FICA tax rates and limits 2023

Each year, some businesses, especially those that have not spent a sufficient sum on estate tax planning and on large insurance policies, find themselves unable to pay their estate taxes, either federal or state. Usually they are small- to medium-sized family-owned businesses where the death of the owner occasions a surprisingly large tax liability. Levied on the value of a company’s inventory, the inventory tax is especially harmful to large retail stores and other businesses that store large amounts of merchandise. Inventory taxes are highly distortionary, because they force companies to make decisions about production that are not entirely based on economic principles but rather on how to pay the least amount of tax on goods produced.
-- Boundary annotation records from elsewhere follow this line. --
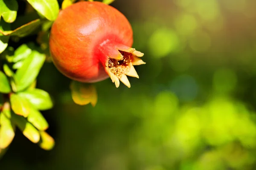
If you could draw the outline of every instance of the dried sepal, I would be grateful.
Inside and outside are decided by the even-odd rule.
[[[126,76],[139,78],[133,65],[145,64],[139,58],[143,56],[144,54],[134,48],[123,45],[120,45],[118,49],[122,58],[117,59],[116,57],[109,57],[105,64],[105,70],[116,88],[119,87],[119,81],[121,81],[130,88],[131,84]]]

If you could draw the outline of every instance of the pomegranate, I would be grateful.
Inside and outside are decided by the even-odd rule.
[[[61,11],[52,25],[49,47],[53,63],[64,75],[93,83],[110,77],[130,88],[126,76],[139,78],[133,65],[145,64],[143,53],[131,48],[133,31],[126,18],[99,2],[83,1]]]

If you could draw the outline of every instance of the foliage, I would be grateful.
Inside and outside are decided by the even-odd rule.
[[[45,131],[48,124],[41,112],[52,108],[52,99],[47,92],[36,86],[41,68],[50,59],[49,30],[58,16],[59,4],[57,0],[0,0],[0,92],[3,96],[0,98],[0,155],[12,142],[16,127],[44,150],[54,145],[54,140]],[[76,0],[64,1],[63,8]],[[19,5],[22,3],[25,3],[26,10],[19,14]],[[37,34],[36,42],[19,42],[23,37]],[[15,49],[8,45],[9,40],[20,45]],[[77,87],[83,85],[73,83]],[[74,90],[72,93],[77,94]]]
[[[115,2],[145,54],[140,79],[97,83],[96,107],[81,107],[45,62],[37,84],[55,99],[41,112],[56,145],[45,152],[17,129],[0,169],[256,169],[256,1]]]

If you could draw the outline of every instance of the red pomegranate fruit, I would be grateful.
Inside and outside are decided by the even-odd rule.
[[[113,7],[83,1],[61,11],[52,25],[49,48],[57,69],[71,79],[93,83],[110,77],[128,87],[126,76],[139,78],[133,65],[145,64],[143,54],[131,48],[133,31]]]

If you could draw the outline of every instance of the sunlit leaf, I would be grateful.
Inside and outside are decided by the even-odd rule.
[[[90,103],[93,106],[95,106],[97,95],[96,89],[93,85],[73,81],[70,88],[72,99],[76,103],[85,105]]]
[[[44,130],[48,128],[49,125],[42,114],[33,107],[31,108],[27,120],[40,130]]]
[[[39,141],[39,132],[24,117],[15,114],[12,114],[12,117],[24,136],[33,143],[37,143]]]
[[[27,90],[32,90],[34,89],[36,87],[36,80],[35,80],[34,82],[30,85],[27,88]]]
[[[32,6],[49,20],[56,19],[59,12],[57,0],[27,0]]]
[[[9,93],[11,92],[11,87],[6,76],[0,71],[0,92]]]
[[[11,78],[10,84],[11,84],[11,86],[12,87],[12,91],[15,92],[16,92],[17,91],[17,88],[16,86],[16,84],[15,84],[15,82],[14,82],[13,77]]]
[[[3,20],[0,20],[0,53],[5,50],[8,45],[10,36],[4,36],[1,32],[9,31],[11,29],[10,24],[6,23]]]
[[[50,28],[53,23],[52,21],[46,21],[42,24],[42,31],[46,31]]]
[[[30,112],[30,105],[26,99],[16,94],[12,94],[10,100],[12,109],[16,114],[27,117]]]
[[[61,4],[61,8],[64,9],[72,5],[71,0],[64,0]]]
[[[106,4],[110,4],[114,1],[115,0],[103,0],[102,2]]]
[[[17,91],[26,88],[35,81],[45,60],[45,55],[37,51],[33,51],[25,59],[14,76]]]
[[[52,136],[44,131],[41,131],[41,139],[39,144],[40,147],[45,150],[50,150],[54,147],[55,142]]]
[[[7,151],[8,148],[1,149],[0,148],[0,159],[4,155],[5,153]]]
[[[8,76],[12,77],[14,75],[13,71],[9,68],[9,66],[7,64],[4,64],[3,65],[3,71]]]
[[[23,44],[20,46],[14,51],[12,62],[16,62],[26,58],[32,53],[32,49],[34,46],[33,43],[29,43],[27,44]]]
[[[0,148],[6,148],[12,142],[15,135],[15,126],[4,115],[0,113]]]
[[[26,36],[32,33],[40,25],[41,21],[39,19],[32,21],[14,30],[2,31],[0,29],[0,33],[4,35],[17,36],[19,37]]]
[[[12,65],[12,69],[14,70],[17,70],[19,68],[20,68],[22,65],[23,65],[23,63],[24,62],[23,60],[21,60],[17,62],[16,63]]]
[[[12,23],[16,19],[18,3],[16,0],[0,0],[0,17],[7,23]]]
[[[26,99],[37,109],[45,110],[52,107],[52,102],[49,94],[41,89],[34,89],[20,92],[18,95]]]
Inventory taxes also create strong incentives for companies to locate inventory in states where they can avoid these harmful taxes.

Corporate Tax Base

The states with no individual income tax of any kind achieve perfect neutrality. Tennessee and Texas, however, are docked slightly because they do not recognize LLCs or S corporations, and Nevada’s payroll tax keeps the state from achieving a perfect store. New Hampshire only taxes interest and dividend income, while Washington only taxes capital gains income.

A well-structured sales tax, however, does not fall upon business inputs. Therefore, states that tax services that are business inputs score poorly on the Index, while states are rewarded for expanding their base to include more final retail sales of goods and services. The top five states on this subindex—New Hampshire, Delaware, Montana, Oregon, and Alaska—are the five states without a general state sales tax.